Why Sponsor Oils? | blog | oilshell.org
I'm wary of using a fancy term to describe the method Veedrac and I used to find solutions to the enum-labeling problem, but I think it's accurate and potentially useful.
What does it mean? Bespoke means "custom-made" or "made-to-order" with respect to say clothing, but it's also descriptive of software. For example, in this interview and the book Coders at Work, Donald Knuth argues against reusable code and in favor of bespoke data structures and libraries:
I also must confess to a strong bias against the fashion for reusable code. To me, "re-editable code" is much, much better than an untouchable black box or toolkit.
He's referring to the practice of copying code and adapting it to fit the application.
In the same vein, bespoke code generators are useful and common, but "reusable" code generators like ANTLR or yacc haven't lived up to their promise.
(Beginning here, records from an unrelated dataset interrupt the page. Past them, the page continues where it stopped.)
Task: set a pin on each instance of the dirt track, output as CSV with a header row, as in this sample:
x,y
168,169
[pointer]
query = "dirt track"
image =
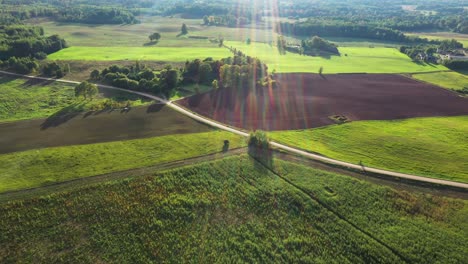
x,y
308,100
94,127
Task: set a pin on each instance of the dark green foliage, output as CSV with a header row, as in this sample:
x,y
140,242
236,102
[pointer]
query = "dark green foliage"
x,y
155,36
25,41
318,46
184,30
96,15
86,89
21,65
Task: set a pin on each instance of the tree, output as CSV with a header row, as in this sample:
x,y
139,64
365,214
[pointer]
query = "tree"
x,y
94,74
206,20
184,29
214,84
205,73
86,89
155,37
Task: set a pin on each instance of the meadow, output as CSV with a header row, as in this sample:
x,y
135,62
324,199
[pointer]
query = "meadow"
x,y
352,60
235,210
432,147
26,99
462,38
450,80
39,167
169,54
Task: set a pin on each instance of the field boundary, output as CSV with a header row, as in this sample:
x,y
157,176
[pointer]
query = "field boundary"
x,y
297,151
112,176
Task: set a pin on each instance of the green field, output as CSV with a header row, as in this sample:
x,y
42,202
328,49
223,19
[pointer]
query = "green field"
x,y
462,38
40,167
358,60
26,99
139,53
137,35
449,80
231,211
433,147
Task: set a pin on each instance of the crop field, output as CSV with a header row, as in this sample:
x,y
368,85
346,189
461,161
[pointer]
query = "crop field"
x,y
352,60
137,35
462,38
26,99
170,54
235,210
433,147
39,167
309,100
450,80
93,127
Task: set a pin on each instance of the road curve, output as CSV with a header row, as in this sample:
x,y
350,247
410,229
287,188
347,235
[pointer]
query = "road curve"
x,y
212,123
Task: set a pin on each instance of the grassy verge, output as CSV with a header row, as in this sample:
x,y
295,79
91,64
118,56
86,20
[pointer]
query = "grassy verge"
x,y
352,60
26,99
450,80
433,147
233,210
170,54
40,167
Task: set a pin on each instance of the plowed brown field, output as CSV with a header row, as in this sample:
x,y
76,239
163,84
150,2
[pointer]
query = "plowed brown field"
x,y
308,100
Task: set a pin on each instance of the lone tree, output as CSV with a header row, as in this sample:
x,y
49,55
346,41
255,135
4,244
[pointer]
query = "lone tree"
x,y
154,37
86,89
184,29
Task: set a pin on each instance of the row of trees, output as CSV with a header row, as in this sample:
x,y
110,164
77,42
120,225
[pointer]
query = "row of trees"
x,y
341,29
24,41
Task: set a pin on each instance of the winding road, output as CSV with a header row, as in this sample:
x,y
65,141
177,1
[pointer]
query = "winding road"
x,y
212,123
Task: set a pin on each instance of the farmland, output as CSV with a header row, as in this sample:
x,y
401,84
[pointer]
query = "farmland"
x,y
25,99
432,147
308,101
168,54
74,128
352,60
450,80
41,167
235,210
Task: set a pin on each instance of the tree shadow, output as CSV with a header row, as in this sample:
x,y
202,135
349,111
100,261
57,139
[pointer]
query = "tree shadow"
x,y
151,43
154,108
62,116
225,146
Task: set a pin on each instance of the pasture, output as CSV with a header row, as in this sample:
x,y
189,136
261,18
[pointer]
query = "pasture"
x,y
235,210
450,80
462,38
310,100
22,99
39,167
433,147
166,54
352,60
75,128
137,35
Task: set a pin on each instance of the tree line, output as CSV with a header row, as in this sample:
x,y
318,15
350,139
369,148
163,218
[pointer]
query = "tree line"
x,y
236,72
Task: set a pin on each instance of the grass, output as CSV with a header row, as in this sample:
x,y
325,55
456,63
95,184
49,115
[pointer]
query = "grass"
x,y
358,60
137,35
33,168
433,147
169,54
462,38
25,99
234,210
450,80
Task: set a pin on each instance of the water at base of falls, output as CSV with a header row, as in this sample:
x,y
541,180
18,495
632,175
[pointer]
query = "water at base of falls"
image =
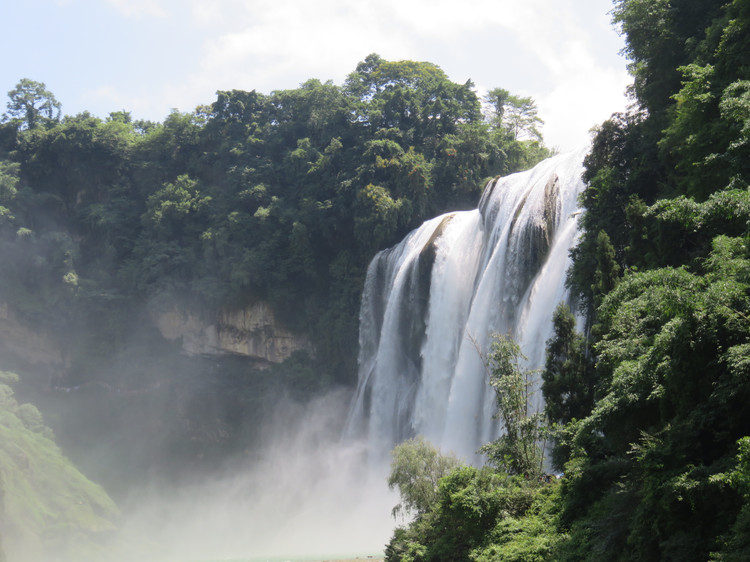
x,y
431,303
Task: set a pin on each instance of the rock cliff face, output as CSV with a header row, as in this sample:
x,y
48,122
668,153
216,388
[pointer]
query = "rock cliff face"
x,y
34,347
251,332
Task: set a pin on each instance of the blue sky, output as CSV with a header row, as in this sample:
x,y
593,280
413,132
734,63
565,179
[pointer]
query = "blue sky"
x,y
151,56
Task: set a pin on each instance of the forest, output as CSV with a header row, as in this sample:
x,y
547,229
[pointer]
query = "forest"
x,y
646,402
284,198
280,199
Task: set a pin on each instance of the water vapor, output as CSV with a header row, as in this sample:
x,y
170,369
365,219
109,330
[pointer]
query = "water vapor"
x,y
304,494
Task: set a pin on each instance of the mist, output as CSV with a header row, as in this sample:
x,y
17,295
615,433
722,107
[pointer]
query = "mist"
x,y
304,493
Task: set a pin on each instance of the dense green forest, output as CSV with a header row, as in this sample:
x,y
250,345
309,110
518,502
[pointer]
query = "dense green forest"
x,y
280,198
285,197
647,404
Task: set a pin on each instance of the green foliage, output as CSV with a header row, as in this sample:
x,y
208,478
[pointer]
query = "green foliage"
x,y
255,197
31,105
517,451
49,509
416,468
569,381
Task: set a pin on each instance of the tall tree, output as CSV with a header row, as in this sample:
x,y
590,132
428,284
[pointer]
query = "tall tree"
x,y
32,105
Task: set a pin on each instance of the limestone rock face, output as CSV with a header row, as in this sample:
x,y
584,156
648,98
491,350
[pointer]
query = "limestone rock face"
x,y
251,332
31,345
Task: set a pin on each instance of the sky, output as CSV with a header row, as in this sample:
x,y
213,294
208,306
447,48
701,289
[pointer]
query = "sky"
x,y
150,57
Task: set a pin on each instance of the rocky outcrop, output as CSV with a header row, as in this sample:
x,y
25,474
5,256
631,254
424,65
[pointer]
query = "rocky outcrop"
x,y
30,345
251,332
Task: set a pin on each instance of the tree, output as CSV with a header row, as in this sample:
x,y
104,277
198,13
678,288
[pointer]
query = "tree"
x,y
568,376
517,451
516,116
32,105
416,469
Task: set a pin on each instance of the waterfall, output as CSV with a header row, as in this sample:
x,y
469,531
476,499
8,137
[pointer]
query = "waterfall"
x,y
431,303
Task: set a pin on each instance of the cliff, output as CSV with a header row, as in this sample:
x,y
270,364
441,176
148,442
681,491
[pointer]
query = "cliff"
x,y
251,332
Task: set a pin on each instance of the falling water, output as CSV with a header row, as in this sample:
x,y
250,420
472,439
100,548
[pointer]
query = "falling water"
x,y
431,303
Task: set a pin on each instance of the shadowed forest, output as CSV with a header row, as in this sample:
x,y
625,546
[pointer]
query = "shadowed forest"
x,y
282,200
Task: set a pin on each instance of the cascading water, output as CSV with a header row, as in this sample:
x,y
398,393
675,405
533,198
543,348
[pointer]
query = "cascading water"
x,y
431,303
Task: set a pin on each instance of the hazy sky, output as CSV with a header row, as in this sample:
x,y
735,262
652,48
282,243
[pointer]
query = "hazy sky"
x,y
151,56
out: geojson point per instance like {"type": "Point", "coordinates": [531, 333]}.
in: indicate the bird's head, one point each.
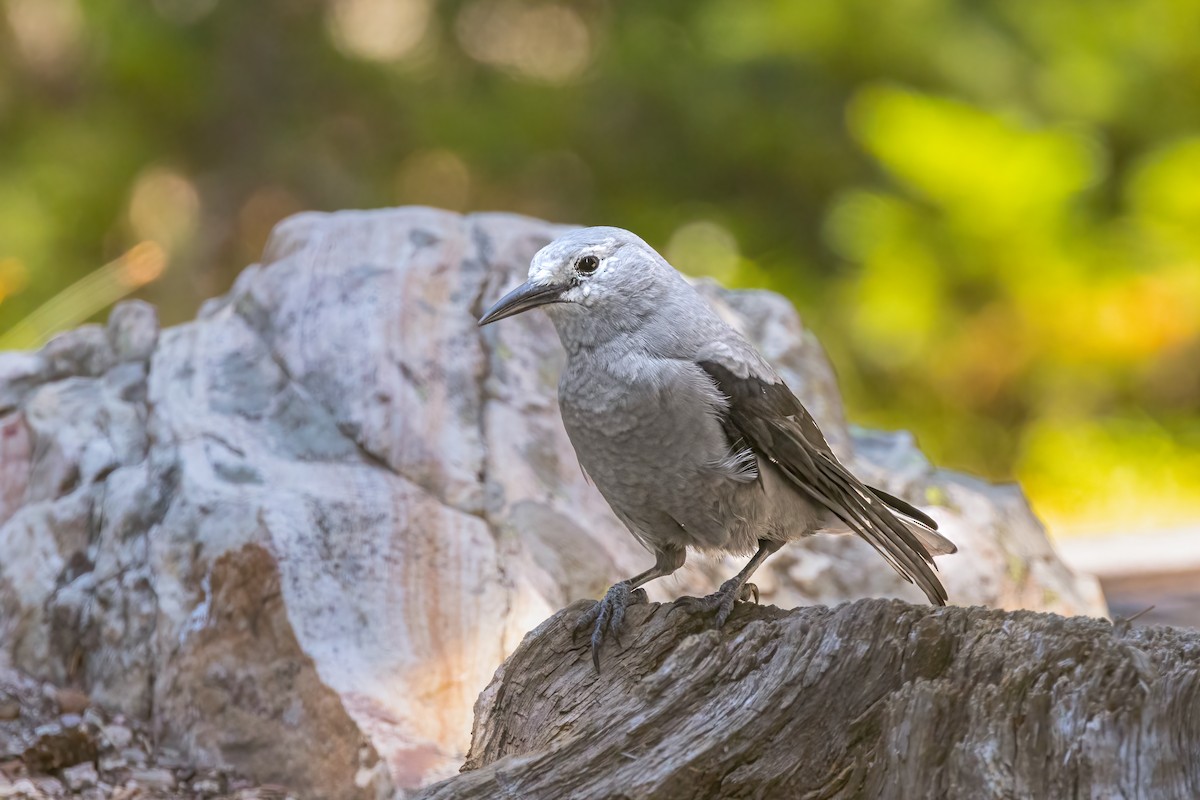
{"type": "Point", "coordinates": [592, 281]}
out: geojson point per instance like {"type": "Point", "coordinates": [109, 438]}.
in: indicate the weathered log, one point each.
{"type": "Point", "coordinates": [869, 699]}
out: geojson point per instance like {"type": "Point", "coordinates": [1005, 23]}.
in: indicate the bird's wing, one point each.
{"type": "Point", "coordinates": [778, 427]}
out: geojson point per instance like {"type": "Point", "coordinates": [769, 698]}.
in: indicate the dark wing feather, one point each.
{"type": "Point", "coordinates": [905, 507]}
{"type": "Point", "coordinates": [769, 419]}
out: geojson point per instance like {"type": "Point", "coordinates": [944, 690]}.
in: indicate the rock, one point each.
{"type": "Point", "coordinates": [297, 535]}
{"type": "Point", "coordinates": [153, 777]}
{"type": "Point", "coordinates": [117, 737]}
{"type": "Point", "coordinates": [57, 747]}
{"type": "Point", "coordinates": [207, 788]}
{"type": "Point", "coordinates": [72, 701]}
{"type": "Point", "coordinates": [81, 776]}
{"type": "Point", "coordinates": [871, 699]}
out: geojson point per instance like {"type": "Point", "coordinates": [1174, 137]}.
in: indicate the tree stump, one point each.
{"type": "Point", "coordinates": [875, 698]}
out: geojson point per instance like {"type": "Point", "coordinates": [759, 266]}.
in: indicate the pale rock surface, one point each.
{"type": "Point", "coordinates": [299, 534]}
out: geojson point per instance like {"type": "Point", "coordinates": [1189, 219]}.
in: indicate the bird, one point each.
{"type": "Point", "coordinates": [691, 437]}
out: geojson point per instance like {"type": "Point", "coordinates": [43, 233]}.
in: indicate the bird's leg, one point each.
{"type": "Point", "coordinates": [732, 590]}
{"type": "Point", "coordinates": [606, 615]}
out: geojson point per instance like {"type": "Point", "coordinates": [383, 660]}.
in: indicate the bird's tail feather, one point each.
{"type": "Point", "coordinates": [934, 541]}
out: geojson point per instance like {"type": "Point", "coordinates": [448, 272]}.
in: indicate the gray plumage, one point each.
{"type": "Point", "coordinates": [688, 433]}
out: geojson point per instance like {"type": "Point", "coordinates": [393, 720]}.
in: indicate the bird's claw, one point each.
{"type": "Point", "coordinates": [721, 601]}
{"type": "Point", "coordinates": [606, 615]}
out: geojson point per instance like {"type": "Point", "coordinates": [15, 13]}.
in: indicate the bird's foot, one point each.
{"type": "Point", "coordinates": [721, 601]}
{"type": "Point", "coordinates": [606, 615]}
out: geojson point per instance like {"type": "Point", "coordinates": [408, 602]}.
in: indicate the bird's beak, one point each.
{"type": "Point", "coordinates": [523, 298]}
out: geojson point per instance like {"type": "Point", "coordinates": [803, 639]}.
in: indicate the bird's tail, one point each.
{"type": "Point", "coordinates": [934, 541]}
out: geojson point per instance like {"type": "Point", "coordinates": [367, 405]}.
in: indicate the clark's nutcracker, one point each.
{"type": "Point", "coordinates": [689, 434]}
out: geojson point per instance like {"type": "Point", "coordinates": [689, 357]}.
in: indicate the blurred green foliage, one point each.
{"type": "Point", "coordinates": [990, 211]}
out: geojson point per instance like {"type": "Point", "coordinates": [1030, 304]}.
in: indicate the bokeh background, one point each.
{"type": "Point", "coordinates": [989, 211]}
I'll return to this topic in the future, but for now here are examples:
Superoptimization is a technique for generating short code sequences using brute-force search. It has the property that the optimized code may use a different algorithm than the original. In our case, we turned a lookup table into an expression of bitwise operators.
So a bespoke superoptimizer is one written for a specific application, rather than one that's part of a compiler. Exploiting application-specific knowledge can make a problem more tractable.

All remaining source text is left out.